Il va surtout devoir faire sa révolution numérique. Car c’est le constat mis en avant par le président de Federgy, le numérique « bouleverse absolument tous les métiers et n’épargne personne ». Et cela va vite : « On en est à la 3e révolution du numérique. » On est déjà loin de l’envoi du premier mail en 1971. Désormais ce sont 500 millions de tweets et 300 milliards de mails qui sont envoyés chaque jour. « Dans la coordination des soins, le pharmacien va entrer dans des réseaux sécurisés et tout le monde va être interconnecté, y compris le SAMU ou l’ambulance. Parce que le patient doit avoir un parcours de soins fluide et simple, avec des professionnels de santé en coordination qui partagent les données, leur savoir, pour un accompagnement efficient. »
Enjeu extraordinaire
Pour Christian Grenier, le pharmacien n’a pas d’autre choix, le numérique devient incontournable aussi bien pour le professionnel de santé que pour le commerçant. Car « les GAFAM* mettent la pression » en permettant au consommateur d’avoir accès à leurs produits 24/24h et 7/7j. « Le concurrent de demain n’est autre que l’e-commerce, le pharmacien a donc l’obligation de se mettre au numérique, aussi bien B to B que B to C. » Et il doit en tirer avantage. Car la vente en ligne lui permet non seulement de proposer les produits dont il dispose à l’officine, mais aussi et surtout ceux qu’il n’a pas. « Ça veut dire qu’une petite officine rurale peut proposer à la vente en ligne 300 000 produits et reprendre la conquête du MAD (maintien à domicile).

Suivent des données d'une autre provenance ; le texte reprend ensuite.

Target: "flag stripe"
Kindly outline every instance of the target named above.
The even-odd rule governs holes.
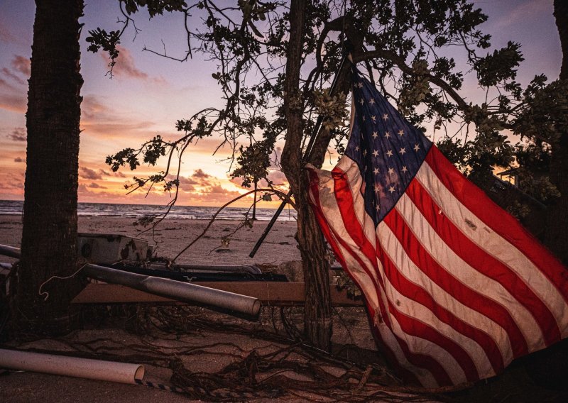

Pour que cela fonctionne, il nous faut une logistique sans faille qui nous apporte la totalité des produits, qu’il s’agisse de médicaments, d’un fauteuil roulant ou d’un lit médicalisé », ajoute Christian Grenier. À ses yeux, la réussite d’Amazon repose sur deux piliers, le numérique et la logistique. Deux piliers que le pharmacien peut s’approprier en plus de ses autres atouts que sont le professionnalisme, la proximité et le maillage. Et là encore, il y a urgence selon Federgy. « En deux ans, Apple, qui n’a rien à voir avec les montres, est devenu le premier fabricant de montres devant la Suisse. Qu’est-ce qui va se passer, selon vous, le jour où ces gens s’attaqueront à la pharmacie ? »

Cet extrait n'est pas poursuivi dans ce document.